News

Wednesday's newspaper round-up: HBOS, iSoft, Vodafone

22 August 2007 06:05:00

Signs emerged for the first time yesterday that the credit crunch which began in American sub-prime mortgages is hitting home among UK domestic banks. HBOS, the parent company of Halifax and Bank of Scotland, said it would itself repay maturing debts for its Grampian commercial paper unit because the cost of borrowing in the short-term market was too high, says the Independent.

The battle for troubled software company iSoft has intensified, with Australia's IBA Health increasing its offer to £166m and trouncing a rival offer from Germany's CompuGroup, writes the Telegraph.

Britain's Vodafone is unlikely to receive dividends on its 45 per cent stake in Verizon Wireless, the second-largest US mobile operator, until 2010 or later, based on a Financial Times analysis of the joint venture's debt and potential spending plans.

Severn Power has won government approval for plans to build a new gas-fired power station on the banks of the river Usk, in Newport, South Wales. The £400m plant, to be built on the site of a former coal-fired power station demolished in 2002, is scheduled to begin commercial operation in 2010, reports the Independent.

National Savings & Investments, the Government-backed savings bank, has reunited just £42m of an estimated £435m of unclaimed assets with account holders, according to the Telegraph.

The Indian pharmaceutical company Elder has snapped up a 20 per cent stake in the vitamin and food supplement specialist NeutraHealth to tap into the growing trend for healthy products, says the Independent.
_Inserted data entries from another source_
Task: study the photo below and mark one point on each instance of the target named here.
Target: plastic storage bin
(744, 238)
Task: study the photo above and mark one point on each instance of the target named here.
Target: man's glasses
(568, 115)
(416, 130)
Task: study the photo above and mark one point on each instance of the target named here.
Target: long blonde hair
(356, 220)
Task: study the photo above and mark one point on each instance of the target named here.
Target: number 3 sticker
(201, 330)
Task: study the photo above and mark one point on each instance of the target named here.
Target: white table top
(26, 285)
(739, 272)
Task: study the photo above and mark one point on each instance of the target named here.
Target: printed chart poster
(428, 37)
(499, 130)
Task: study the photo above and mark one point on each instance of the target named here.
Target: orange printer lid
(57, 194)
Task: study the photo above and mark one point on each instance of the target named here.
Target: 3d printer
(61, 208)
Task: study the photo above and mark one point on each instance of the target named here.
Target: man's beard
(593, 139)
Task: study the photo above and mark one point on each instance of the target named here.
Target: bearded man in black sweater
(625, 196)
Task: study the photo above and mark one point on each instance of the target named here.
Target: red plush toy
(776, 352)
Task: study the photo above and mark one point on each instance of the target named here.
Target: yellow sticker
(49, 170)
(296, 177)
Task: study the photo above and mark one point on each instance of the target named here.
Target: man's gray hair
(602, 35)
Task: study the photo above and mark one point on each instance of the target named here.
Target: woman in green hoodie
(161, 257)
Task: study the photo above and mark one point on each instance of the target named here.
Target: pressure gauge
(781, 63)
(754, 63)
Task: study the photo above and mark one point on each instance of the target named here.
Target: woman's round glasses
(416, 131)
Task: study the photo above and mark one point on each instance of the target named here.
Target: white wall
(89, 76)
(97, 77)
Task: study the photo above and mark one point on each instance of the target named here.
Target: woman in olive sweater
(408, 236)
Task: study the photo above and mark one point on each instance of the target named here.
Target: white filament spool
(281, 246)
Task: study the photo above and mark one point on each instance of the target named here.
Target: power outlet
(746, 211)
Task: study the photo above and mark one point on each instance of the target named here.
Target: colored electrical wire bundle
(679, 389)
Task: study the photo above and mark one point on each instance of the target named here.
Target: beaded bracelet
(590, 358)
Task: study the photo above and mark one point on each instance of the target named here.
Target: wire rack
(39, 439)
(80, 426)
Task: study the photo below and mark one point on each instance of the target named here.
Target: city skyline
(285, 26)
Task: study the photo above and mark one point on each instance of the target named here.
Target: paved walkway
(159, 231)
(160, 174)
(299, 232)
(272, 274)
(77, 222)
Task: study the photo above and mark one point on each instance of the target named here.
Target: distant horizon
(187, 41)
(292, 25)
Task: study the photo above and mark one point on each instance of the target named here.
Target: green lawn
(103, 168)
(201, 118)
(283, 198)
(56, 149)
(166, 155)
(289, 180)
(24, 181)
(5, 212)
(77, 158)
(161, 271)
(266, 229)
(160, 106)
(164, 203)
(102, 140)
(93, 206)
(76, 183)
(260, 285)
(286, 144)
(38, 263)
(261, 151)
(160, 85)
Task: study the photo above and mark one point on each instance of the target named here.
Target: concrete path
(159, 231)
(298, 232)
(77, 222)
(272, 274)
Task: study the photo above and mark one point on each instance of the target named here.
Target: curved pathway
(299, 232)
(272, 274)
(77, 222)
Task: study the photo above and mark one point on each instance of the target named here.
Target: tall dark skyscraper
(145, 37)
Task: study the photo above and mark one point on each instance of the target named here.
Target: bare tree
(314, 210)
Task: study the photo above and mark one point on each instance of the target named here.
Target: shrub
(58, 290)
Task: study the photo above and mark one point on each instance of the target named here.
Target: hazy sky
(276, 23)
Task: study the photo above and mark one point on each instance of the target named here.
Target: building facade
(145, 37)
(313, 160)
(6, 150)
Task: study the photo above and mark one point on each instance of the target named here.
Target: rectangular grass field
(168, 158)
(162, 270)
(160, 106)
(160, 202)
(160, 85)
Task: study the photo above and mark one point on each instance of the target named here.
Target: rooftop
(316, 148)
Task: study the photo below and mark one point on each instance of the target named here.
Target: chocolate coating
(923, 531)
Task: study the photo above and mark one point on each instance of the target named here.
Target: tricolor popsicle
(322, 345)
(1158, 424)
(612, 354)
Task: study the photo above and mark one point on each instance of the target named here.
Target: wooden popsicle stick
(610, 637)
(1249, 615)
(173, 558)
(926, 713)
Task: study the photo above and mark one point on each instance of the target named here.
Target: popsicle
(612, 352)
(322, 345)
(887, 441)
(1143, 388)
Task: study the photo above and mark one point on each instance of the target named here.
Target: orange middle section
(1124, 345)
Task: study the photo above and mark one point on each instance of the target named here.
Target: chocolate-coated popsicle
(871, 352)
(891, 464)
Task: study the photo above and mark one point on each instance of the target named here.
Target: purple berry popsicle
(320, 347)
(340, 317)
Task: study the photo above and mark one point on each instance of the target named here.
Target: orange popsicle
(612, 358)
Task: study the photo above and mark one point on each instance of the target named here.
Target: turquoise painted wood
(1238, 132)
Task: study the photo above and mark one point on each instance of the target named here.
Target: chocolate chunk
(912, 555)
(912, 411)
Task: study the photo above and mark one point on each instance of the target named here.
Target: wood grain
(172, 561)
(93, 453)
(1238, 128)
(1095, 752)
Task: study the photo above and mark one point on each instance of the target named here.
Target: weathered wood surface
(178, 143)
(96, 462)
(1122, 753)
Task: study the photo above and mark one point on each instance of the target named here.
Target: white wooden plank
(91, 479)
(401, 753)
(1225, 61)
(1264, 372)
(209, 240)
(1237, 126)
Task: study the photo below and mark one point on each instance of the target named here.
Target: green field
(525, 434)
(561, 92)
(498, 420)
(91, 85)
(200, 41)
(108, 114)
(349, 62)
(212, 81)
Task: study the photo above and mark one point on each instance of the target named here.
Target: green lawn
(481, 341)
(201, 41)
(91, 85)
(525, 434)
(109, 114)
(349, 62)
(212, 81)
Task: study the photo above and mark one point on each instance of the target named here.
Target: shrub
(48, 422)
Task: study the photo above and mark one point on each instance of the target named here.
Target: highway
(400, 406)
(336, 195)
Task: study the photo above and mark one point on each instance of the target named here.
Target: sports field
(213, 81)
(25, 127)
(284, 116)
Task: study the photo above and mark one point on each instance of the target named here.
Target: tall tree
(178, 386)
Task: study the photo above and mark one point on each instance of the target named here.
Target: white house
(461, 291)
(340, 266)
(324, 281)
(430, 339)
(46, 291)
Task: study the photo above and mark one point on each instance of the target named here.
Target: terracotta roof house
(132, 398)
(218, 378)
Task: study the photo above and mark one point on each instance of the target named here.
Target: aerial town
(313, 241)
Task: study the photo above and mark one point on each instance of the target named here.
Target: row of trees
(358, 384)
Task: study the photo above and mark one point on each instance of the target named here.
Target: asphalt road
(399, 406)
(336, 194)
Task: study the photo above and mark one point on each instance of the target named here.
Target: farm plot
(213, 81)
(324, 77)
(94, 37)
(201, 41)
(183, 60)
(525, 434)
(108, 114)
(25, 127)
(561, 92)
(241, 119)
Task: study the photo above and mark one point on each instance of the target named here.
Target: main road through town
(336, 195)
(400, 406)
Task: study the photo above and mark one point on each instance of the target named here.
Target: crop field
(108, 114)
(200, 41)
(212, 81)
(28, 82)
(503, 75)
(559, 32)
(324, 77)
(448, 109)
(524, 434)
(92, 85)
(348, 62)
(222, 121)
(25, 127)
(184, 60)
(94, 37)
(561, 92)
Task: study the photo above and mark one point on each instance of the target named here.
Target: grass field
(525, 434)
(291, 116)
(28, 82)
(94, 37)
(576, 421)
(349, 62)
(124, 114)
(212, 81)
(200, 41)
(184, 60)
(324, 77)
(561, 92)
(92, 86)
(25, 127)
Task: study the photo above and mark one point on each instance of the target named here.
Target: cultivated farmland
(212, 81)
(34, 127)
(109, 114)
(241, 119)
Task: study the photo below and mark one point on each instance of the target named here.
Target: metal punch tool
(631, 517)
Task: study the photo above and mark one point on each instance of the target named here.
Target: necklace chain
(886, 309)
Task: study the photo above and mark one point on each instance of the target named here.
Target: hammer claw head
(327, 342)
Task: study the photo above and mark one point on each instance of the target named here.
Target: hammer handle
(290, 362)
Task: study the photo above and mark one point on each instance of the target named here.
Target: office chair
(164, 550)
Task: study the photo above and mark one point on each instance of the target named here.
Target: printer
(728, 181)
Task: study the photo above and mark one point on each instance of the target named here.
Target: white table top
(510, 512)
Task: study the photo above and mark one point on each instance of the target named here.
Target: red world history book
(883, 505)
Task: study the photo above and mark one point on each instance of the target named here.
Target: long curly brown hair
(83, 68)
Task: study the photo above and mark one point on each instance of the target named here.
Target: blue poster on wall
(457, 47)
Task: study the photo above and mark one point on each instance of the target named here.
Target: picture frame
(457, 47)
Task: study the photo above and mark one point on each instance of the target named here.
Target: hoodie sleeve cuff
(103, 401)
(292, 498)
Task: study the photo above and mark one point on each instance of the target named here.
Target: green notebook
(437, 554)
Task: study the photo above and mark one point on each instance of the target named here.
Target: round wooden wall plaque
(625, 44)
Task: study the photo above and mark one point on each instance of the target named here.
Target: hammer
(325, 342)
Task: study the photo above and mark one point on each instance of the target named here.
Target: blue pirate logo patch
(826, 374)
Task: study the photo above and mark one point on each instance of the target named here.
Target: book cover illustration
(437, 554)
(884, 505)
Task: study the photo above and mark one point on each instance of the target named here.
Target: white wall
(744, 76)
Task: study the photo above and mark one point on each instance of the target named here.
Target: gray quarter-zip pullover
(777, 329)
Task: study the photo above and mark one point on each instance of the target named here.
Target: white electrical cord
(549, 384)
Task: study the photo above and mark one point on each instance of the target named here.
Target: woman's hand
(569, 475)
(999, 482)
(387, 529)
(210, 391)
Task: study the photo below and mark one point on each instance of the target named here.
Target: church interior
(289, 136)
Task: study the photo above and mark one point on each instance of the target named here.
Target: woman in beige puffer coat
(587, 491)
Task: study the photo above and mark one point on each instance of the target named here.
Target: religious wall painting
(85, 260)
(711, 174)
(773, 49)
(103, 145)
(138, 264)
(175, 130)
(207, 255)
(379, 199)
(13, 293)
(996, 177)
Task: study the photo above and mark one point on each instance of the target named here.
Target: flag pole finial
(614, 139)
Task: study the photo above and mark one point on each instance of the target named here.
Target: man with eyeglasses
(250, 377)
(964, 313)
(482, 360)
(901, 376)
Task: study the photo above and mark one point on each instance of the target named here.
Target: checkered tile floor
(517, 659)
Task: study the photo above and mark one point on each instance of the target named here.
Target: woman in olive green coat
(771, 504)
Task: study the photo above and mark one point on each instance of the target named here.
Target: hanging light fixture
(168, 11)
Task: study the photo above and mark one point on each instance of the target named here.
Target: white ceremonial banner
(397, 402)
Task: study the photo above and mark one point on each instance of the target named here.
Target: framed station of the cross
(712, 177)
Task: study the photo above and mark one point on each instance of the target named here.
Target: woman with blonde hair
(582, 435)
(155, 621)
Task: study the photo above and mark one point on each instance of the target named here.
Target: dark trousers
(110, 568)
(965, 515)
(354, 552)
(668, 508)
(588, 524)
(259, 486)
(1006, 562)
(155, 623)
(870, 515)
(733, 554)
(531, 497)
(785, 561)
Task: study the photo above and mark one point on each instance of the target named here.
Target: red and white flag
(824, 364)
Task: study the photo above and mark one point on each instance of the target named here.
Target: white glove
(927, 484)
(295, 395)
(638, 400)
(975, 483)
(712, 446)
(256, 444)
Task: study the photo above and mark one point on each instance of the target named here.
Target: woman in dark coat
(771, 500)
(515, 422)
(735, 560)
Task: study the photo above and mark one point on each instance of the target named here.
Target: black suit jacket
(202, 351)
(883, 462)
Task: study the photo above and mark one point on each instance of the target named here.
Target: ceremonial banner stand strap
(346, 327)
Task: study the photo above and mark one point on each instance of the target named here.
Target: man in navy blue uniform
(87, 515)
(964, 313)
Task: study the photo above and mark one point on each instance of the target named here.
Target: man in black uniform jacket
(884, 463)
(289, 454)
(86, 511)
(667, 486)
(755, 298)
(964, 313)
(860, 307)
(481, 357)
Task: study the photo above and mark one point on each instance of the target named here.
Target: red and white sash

Mondadori, the magazine publisher controlled by Silvio Berlusconi, the former Italian Prime Minister, has expressed interest in buying Emap's £700 million consumer magazine division, writes the Times.

Multinational corporations have been accused of turning a blind eye to safety in factories in China in the search of ever cheaper products for Western consumers, reports the Independent.

At the start of the year you could have got odds of 8-1 against John Clare leaving DSG International. To the surprise of many, the bookies are paying out: the 22-year stalwart of the electrical group previously known as Dixons leaves as chief executive in a fortnight, according to the FT.

Thousands of businesses registering for VAT for the first time are facing unprecedented delays because of the Government's attempts to crack down on carousel frauds and cut costs, says the Independent.

Virgin Media chief executive Steve Burch is leaving the troubled cable group with a $7.17m (£3.62m) payoff after just over 18 months as chief executive, writes the Telegraph.

ChoicesUK, the high street DVD rental chain, is expected to appoint administrators today, putting more than 1,800 jobs in jeopardy, reports the Times.